Ginger (Zingiber officinale Roscoe), the rhizome of the plant Z. officinale, is one of the most popular species and has been utilized in traditional medicines, especially in Asia and Africa.14 Our preliminary study reveals that ginger root extract could reverse behavioral dysfunction and prevent AD-like symptoms in a rat model of AD.15 6-Gingerol, a phenolic compound, is the major gingerol in ginger rhizomes with diverse pharmacological activities, including anti-tumor, anti-inflammatory, and anti-oxidant effects.16–19 In a recent study, 6-gingerol exhibited neuroprotective effects against cell apoptosis induced by Aβ through its anti-oxidative role.20
In this study, we aimed to determine if 6-gingerol exhibited protective effects of 6-gingerol on Aβ1–42-induced damages and apoptotic death in pheochromocytoma cells (PC12) cells, and not only investigated the role of 6-gingerol in the process of anti-oxidative stress but also proved its role of anti-inflammatory responses and Akt/GSK-3β signaling pathway to investigate the underlying mechanisms by which 6-gingerol may exert its neuroprotective effects.
Materials and methods
Materials
The PC12 cell line was obtained from the Shanghai Institute of Cell Biology at the Chinese Academy of Sciences (Shanghai, China). 6-Gingerol (C17H26O4, purity ≥98%) was purchased from Shanghai Fu life Industry Co. Ltd; Aβ1–42 was purchased from Wuhan Moon Biosciences Co.
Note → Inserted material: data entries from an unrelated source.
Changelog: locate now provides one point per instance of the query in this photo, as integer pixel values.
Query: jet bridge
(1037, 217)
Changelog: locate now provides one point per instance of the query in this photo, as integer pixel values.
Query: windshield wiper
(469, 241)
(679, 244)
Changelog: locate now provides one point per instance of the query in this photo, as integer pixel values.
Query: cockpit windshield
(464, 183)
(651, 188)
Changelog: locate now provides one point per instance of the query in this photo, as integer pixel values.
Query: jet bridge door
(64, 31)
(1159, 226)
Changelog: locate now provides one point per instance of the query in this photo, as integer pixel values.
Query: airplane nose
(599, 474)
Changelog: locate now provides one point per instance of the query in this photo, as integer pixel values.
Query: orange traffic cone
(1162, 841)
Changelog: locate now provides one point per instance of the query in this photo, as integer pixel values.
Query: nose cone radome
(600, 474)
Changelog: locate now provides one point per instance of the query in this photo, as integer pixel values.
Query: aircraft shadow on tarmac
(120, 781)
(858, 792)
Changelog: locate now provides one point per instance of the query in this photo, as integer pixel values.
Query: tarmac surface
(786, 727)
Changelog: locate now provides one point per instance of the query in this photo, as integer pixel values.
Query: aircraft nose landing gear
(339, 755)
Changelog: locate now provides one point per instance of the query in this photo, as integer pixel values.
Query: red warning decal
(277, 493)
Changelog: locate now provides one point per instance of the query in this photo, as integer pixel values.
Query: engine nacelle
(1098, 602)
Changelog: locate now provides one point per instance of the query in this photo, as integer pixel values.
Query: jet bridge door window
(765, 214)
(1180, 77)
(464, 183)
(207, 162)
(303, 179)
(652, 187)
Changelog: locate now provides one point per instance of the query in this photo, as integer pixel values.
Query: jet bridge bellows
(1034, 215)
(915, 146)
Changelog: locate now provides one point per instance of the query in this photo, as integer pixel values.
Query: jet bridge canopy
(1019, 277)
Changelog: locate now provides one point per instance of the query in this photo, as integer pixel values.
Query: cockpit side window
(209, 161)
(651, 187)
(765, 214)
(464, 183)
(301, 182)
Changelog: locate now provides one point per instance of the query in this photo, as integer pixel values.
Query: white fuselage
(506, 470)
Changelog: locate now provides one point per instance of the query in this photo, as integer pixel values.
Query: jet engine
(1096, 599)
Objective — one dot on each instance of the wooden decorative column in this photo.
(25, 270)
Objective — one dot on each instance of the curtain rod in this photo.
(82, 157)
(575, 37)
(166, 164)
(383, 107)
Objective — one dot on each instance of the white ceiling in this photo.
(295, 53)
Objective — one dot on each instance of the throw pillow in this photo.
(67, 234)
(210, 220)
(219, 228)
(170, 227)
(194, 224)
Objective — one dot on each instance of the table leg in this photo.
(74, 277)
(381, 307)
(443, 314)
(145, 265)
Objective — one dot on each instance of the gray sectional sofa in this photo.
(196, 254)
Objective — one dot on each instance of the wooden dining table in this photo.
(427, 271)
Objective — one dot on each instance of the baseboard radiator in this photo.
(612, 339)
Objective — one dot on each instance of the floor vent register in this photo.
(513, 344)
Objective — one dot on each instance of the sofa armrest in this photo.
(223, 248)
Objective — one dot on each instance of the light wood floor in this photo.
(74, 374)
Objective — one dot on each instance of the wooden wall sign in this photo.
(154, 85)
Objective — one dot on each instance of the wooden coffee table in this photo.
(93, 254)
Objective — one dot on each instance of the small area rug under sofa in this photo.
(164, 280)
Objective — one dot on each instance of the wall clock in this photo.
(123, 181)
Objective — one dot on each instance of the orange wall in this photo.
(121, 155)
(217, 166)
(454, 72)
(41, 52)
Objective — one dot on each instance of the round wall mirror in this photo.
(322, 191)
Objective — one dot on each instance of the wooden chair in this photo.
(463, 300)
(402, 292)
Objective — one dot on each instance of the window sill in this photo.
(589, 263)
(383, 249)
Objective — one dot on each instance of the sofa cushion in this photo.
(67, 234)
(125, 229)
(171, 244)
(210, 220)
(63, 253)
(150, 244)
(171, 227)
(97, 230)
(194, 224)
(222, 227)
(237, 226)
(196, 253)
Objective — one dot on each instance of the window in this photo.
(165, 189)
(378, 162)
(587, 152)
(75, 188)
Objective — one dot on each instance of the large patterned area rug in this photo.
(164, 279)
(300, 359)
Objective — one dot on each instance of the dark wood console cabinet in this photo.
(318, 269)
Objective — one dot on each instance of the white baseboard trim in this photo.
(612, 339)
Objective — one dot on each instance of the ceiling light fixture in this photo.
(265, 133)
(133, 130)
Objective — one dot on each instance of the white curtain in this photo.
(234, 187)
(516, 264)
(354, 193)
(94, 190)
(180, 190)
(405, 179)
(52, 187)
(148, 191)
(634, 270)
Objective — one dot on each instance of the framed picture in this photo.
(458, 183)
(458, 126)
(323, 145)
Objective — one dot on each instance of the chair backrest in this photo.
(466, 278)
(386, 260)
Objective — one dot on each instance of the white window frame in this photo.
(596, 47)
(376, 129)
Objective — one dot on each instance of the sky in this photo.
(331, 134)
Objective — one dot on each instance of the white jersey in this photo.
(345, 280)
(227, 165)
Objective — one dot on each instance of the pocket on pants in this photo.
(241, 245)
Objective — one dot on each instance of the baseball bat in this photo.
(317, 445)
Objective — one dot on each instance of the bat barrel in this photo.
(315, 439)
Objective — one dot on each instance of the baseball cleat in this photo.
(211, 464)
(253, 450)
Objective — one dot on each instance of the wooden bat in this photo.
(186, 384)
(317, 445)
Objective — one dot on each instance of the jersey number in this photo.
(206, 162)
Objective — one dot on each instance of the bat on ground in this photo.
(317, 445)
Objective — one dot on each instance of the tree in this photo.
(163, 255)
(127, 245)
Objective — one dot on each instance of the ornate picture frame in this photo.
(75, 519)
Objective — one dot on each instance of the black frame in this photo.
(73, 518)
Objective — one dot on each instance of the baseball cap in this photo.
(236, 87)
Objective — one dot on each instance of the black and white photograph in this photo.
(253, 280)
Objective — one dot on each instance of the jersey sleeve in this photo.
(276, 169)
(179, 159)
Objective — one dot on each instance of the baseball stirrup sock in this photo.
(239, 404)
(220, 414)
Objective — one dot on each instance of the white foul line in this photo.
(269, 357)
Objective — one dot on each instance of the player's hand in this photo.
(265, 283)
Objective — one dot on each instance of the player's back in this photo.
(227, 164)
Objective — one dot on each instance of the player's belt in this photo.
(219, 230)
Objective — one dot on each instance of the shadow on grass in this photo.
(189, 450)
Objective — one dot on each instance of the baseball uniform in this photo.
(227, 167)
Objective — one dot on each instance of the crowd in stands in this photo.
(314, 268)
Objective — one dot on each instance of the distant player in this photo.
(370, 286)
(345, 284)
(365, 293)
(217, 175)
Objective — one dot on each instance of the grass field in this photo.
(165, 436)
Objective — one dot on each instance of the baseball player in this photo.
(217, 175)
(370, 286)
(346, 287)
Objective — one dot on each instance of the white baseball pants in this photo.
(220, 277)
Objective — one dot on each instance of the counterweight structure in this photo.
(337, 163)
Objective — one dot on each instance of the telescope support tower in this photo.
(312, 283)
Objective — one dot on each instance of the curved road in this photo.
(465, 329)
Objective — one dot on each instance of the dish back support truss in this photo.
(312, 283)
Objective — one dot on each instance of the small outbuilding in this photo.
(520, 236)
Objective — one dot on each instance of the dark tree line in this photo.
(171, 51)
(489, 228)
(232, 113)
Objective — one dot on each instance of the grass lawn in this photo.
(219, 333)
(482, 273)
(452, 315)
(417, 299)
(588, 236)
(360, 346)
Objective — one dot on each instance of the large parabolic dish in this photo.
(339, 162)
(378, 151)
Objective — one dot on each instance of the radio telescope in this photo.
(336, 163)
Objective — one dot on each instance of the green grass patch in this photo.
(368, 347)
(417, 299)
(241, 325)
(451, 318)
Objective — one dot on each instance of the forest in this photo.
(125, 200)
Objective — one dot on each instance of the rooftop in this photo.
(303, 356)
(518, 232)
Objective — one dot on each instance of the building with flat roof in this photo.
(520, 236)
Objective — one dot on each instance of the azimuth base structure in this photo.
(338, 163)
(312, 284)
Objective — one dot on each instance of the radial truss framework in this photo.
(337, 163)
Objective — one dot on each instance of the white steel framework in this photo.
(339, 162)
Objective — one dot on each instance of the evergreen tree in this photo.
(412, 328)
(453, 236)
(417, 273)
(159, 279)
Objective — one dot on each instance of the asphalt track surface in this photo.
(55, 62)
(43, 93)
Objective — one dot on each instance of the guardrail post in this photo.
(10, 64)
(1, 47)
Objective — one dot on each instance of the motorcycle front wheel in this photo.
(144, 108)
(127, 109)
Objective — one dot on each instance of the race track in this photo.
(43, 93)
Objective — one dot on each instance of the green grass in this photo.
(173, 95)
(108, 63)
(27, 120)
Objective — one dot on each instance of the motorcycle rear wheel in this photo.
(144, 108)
Ltd; Ham's F-12K (Kaighn's) Medium was purchased from BOSTER (Wuhan, China); fetal bovine serum (FBS) and horse serum were obtained from Gibco (Grand Island, NY); 3-(4,5-dimethylthiazol-2-yl)-2,5-diphenyl tetrazolium bromide (MTT) was obtained from Amresco (Solon, OH); nerve growth factor 2.5S protein (NGF) was obtained from Merck Millipore (Billerica, MA); the Annexin V-FITC/PI Apoptosis Detection Kit was purchased from KeyGEN BioTECH (Nanjing, China); Hoechst 33258 was obtained from the Beyotime Institute of Biotechnology (Shanghai, China); the reactive oxygen species (ROS) assay kit, nitric oxide (NO) assay kit, lactate dehydrogenase (LDH) assay kit, superoxide dismutase (SOD) assay kit, and cell malondialdehyde (MDA) assay kit were obtained from Nanjing Jiancheng Bioengineering Institute (Nanjing, China); the phospho-Akt (Ser473) antibody, Akt antibody, GSK-3β (Ser9) antibody, and GSK-3β rabbit monoclonal antibody (mAb) were obtained from Cell Signaling Technology (Danvers, MA); and the anti-β-actin rabbit polyclonal antibody was purchased from EarthOx (Millbrae, CA).
Preparation of aggregated Aβ
Aβ1–42 was dissolved in deionized distilled water at a concentration of 1 mM and incubated at 37°C for 3 days to form aggregated amyloid. After aggregation, the solution was stored at −20°C until use.
Cell culture
PC12 cells were cultured in F12K medium containing 10% horse serum, 5% fetal bovine serum (FBS), and 100 U/mL of penicillin-streptomycin at 37°C with a 5% CO2 atmosphere in a humidified incubator. PC12 cells were sub-cultured approximately once a week and split 1:3 when the culture was 80–90% confluent.
MTT assay
PC12 cells were harvested from flasks and plated onto poly-D-lysine–coated 96-well plates with approximately 20,000 cells in 100 μL of serum free F12K medium supplemented with 50 ng/mL of nerve growth factor (NGF) per well. After 5 days of induced differentiation by NGF, the cells were treated with prepared Aβ1–42 (5, 10, and 20 μM) for 24, 48, and 72 hr, and cell viability was then evaluated with an MTT assay. To determine the protective effects of 6-gingerol on Aβ1–42-induced cell injury, PC12 cells were treated with 6-gingerol at different concentrations (40, 80, 120, 200, and 300 μM) for 4 hr, and the cells were then incubated with 10 μM Aβ1–42 for another 48 hr. Then, the cells were incubated in fresh F12K medium containing 0.5 mg/mL MTT at 37°C for 4 hr. Next, the reaction mixture was carefully removed, and 150 μL of dimethylsulfoxide (DMSO) was added to each well. The absorption values were read at 570 nm using a Multiskan Multiwell microplate reader (Thermo Scientific, USA), and the experiments were repeated in triplicate. The data were expressed as the mean percent of viable cells versus control.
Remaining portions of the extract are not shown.